Abu Dhabi and Dubai are gearing up to release a significant pipeline of industrial space as both emirates move to cool a supply crunch that has pushed rents sharply higher.
The new supply is crucial to easing a shortage straining capacity across logistics, manufacturing and ecommerce.
Officials see the buildout as essential to meeting the UAE’s industrial-policy targets, with the two emirates needing more space to support the next phase of growth.
Industrial lease rates in Dubai have risen around 30 percent over the past two years, while Abu Dhabi has logged increases of more than 50 percent during the same period, according to a new report from real estate consultancy CBRE.
Demand is broad, driven by logistics players, manufacturers and ecommerce companies building regional distribution hubs.
CBRE expects rents in Abu Dhabi to keep rising until new stock reaches the market, while Dubai continues to face what the consultancy describes as an “undersupply of quality warehousing accommodation”.
Data from Dubai-based Creation Business Consultants shows a steady rise in corporate interest. Over 69 percent of enquiries made to the company this year were linked to business setup, with more than 70 percent of those focused on Dubai.
“The industrial sector, including oil and gas, accounts for 52 percent of related enquiries, alongside growing demand for computer requisites, chips and industrial wire manufacturing,” managing director Scott Cairns told AGBI. He added that heavy-equipment supply enquiries were up about 50 percent.
Cairns said more than a quarter of enquiries were coming from Europe and a fifth from the Asia Pacific region, with increased activity from China following US tariffs announced by President Donald Trump and ongoing trade tensions.
“Several large manufacturers from China are either assessing manufacturing footprints here or have already begun the process,” he said.
Nearly 2.8 million square feet of new industrial and logistics space is expected to be delivered in Dubai in 2026, according to fellow consultancy Knight Frank, the largest annual addition in recent years.
The push for more space comes as the UAE advances some of its most ambitious industrial-policy goals. At the federal level, a strategy known as Operation 300bn aims to boost the industrial sector’s GDP contribution to AED300 billion ($82 billion) by 2031, from AED133 billion when it launched in 2021.
Dubai’s D33 Agenda seeks to double the size of the emirate’s economy by 2033, while Abu Dhabi aims to double manufacturing output by 2030.
Foreign investors appear to be responding. The UAE attracted 613 greenfield FDI projects worth $5.4 billion in the first half of 2025, according to government-owned bank Emirates NBD.
Meanwhile, global capital is converging on the logistics sector: last month, alternative investment managers Blackstone and Abu Dhabi’s Lunate launched the $5 billion Glide platform targeting warehouse and logistics assets across the Gulf.

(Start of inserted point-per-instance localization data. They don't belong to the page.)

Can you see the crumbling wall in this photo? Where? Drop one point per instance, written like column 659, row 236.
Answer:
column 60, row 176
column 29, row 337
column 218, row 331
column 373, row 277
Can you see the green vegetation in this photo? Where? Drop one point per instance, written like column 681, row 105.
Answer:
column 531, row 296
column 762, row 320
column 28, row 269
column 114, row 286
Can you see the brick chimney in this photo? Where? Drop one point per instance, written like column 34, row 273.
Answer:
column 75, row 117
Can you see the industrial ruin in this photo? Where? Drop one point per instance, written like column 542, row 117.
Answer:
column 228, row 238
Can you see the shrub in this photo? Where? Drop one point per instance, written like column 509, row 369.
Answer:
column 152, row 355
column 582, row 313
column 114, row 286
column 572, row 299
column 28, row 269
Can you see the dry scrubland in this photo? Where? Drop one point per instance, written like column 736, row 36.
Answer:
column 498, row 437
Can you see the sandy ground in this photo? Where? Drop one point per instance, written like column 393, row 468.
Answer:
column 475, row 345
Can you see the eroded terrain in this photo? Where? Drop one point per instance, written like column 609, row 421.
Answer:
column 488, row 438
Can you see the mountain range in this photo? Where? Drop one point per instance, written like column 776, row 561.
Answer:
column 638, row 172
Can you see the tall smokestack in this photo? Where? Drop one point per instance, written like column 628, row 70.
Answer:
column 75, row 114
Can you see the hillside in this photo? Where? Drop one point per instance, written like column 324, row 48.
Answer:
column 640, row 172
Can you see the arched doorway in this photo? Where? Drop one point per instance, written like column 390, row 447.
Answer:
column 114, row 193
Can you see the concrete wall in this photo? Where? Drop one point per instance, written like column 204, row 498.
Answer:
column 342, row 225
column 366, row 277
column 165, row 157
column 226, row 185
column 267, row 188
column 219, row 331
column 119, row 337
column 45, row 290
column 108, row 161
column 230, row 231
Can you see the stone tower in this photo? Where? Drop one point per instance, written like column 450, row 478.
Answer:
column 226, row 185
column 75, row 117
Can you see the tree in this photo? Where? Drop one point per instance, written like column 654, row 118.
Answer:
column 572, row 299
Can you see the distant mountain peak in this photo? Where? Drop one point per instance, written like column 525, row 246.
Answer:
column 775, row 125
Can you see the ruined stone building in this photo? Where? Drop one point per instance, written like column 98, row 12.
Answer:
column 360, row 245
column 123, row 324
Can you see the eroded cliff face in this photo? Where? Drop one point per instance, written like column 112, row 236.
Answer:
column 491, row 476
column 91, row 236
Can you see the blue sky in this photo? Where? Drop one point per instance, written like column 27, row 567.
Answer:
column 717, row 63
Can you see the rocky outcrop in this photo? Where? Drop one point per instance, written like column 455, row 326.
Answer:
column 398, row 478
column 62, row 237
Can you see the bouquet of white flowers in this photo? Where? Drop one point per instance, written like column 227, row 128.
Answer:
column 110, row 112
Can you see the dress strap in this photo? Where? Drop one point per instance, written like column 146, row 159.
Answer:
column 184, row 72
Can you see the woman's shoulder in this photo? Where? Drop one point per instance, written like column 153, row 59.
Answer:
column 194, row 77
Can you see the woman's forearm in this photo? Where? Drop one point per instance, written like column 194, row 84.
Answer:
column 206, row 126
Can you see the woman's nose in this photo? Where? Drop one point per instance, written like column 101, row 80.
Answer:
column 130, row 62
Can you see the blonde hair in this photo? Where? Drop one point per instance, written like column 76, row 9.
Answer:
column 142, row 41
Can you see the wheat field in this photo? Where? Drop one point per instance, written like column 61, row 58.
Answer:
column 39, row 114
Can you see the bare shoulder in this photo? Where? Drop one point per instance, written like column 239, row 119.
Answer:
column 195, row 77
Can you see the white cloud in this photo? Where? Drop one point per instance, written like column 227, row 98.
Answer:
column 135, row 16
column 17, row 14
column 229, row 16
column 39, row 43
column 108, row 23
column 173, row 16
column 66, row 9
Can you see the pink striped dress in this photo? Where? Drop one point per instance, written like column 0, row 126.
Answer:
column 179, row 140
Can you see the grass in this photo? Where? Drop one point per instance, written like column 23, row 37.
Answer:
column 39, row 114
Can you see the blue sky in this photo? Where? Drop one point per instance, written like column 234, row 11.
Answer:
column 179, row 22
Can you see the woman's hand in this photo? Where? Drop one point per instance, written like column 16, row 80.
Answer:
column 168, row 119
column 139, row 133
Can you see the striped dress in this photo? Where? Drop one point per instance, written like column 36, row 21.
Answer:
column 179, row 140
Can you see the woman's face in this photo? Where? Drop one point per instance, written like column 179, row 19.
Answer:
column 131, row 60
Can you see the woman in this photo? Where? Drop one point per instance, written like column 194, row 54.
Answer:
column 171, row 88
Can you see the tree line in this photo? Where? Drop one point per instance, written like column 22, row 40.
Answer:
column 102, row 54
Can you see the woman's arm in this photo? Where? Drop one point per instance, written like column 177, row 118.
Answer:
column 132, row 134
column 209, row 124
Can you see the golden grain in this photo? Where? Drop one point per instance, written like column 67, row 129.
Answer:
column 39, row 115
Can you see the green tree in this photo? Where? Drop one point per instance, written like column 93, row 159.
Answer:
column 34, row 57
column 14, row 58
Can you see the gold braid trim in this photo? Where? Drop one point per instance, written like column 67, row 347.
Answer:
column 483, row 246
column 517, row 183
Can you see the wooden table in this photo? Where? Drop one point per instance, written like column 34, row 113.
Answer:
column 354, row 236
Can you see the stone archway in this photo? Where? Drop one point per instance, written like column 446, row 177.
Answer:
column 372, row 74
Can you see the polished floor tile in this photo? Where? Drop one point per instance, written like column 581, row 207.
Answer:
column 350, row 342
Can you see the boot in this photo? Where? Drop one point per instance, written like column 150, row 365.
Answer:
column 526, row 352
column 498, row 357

This week it was announced that a 23,000 square metre facility established by INDU Kishore Logistics at the Logistics District in Dubai South had been inaugurated.
According to a report from estate agency Savills, London had the world’s most expensive warehousing market in the six months to March 2025, with annual occupancy cost reaching nearly $49 per square foot.
Sydney came second, at $31.60 per square foot, while Dubai recorded one of the sharpest rises to $26.43 per square foot. Abu Dhabi came in at just under $15.